A big part of our challenge is figuring not just how we address one of these groups or another, but how we address all of them. That entire spectrum is stretching. How do we make a service available to someone who has never used a computer and someone who lives by Snapchat?

I’ll use that question as a bridge to the next theme I want to touch on: technology. Specifically, artificial intelligence. We’re just at the dawn of how this will change our lives.

We’re big on partnerships here at the County. Now that’s going to include collaboration between humans and machines.

What will self-driving cars mean for County roads? Or for the deputies who patrol them?

“Hey, Alexa, explain how I adopt a child.” How do we build the system that turns that into a conversation – and have that result in a new family?

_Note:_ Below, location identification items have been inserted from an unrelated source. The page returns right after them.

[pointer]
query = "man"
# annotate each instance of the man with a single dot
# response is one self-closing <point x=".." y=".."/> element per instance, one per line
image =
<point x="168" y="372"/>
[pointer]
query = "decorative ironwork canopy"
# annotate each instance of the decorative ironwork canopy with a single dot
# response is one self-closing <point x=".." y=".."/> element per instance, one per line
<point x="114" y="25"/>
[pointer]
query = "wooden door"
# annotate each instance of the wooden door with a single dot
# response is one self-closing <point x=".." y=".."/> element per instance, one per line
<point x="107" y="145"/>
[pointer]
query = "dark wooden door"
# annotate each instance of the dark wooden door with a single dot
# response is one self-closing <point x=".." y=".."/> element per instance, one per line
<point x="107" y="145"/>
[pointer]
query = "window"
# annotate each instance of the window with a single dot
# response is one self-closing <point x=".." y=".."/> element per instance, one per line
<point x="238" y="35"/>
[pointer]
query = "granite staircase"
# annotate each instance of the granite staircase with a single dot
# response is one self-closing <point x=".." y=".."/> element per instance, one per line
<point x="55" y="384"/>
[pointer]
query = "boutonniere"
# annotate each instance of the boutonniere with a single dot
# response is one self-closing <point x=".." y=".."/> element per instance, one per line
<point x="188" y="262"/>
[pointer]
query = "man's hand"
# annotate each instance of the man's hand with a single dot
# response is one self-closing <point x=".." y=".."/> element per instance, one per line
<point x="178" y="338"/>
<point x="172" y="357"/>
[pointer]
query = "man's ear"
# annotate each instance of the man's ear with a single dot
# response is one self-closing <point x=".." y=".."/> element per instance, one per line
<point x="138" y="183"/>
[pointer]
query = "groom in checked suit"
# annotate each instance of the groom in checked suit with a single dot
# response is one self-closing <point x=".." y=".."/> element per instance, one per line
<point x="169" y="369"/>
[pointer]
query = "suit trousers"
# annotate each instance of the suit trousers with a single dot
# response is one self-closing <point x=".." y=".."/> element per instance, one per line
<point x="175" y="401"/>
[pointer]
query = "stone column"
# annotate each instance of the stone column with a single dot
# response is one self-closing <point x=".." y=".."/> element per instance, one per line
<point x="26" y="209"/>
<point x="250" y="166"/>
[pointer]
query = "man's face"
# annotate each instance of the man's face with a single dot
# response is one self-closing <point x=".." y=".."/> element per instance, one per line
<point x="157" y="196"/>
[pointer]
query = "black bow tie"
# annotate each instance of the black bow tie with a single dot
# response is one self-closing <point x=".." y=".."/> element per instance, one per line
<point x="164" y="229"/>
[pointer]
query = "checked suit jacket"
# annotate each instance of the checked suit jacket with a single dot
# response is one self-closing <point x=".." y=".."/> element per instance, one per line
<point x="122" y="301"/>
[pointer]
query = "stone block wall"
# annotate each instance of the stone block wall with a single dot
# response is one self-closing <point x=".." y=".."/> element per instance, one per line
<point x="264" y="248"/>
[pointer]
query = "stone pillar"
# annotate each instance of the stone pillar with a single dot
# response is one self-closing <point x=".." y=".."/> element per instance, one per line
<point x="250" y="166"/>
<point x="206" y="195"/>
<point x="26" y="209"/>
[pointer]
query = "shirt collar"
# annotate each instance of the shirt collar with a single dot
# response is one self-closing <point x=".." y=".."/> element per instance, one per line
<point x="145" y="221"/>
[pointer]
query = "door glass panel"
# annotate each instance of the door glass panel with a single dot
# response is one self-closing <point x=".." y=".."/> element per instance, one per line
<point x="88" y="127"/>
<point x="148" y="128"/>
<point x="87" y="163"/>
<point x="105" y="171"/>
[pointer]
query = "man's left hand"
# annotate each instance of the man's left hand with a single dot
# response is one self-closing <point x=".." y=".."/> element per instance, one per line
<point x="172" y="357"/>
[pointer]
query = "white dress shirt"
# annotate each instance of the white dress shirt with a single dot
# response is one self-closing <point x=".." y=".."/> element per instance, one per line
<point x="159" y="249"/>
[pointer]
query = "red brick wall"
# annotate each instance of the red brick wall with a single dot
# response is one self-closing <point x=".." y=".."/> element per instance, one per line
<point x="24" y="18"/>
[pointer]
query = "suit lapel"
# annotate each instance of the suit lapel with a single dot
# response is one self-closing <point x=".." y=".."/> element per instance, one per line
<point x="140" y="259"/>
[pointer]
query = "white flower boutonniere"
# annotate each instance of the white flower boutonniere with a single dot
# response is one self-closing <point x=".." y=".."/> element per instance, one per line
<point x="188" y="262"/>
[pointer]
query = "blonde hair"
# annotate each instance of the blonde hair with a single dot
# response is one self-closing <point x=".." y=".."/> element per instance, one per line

AI’s ability to look across all the data we gather, analyze it, reveal connections and make predictions will be transformative. It will come into play for everything from tracking communicable diseases to fraud detection to assessing disaster risk – and on and on.   

But as Mary pointed out, technology doesn’t drive change. Human choices make change. As the power of AI enhances our work, we’ll need to focus more on the human side of the equation. The challenge that Mary calls “defining our human comparative advantage.”

That means we need to place a premium on our employees having qualities like empathy. Cross-generational, cross-cultural. Cross-anything outside our own personal experience.

We are on the right track. Know Our Customers is one of the main steps in the Customer Experience Initiative. Empathy is the essence of being trauma-informed. Our Diversity & Inclusion Initiative is designed to build understanding of one another.

Empathy is really just a form of imagination. That takes us to Mary’s final point.

Our biggest risk going forward: a failure of imagination.

Luckily – well, by design really – we’ve long stressed the importance of innovation at the County. It’s part of our culture, and I’m in awe of the great ideas I constantly see gush forth from this organization. We’ll need to imagine and innovate like never before. But even if the future is uncertain, my experience here has given me great certainty in our ability to meet the challenges ahead. With that kind of confidence, I’m excited to head into the future. See you there!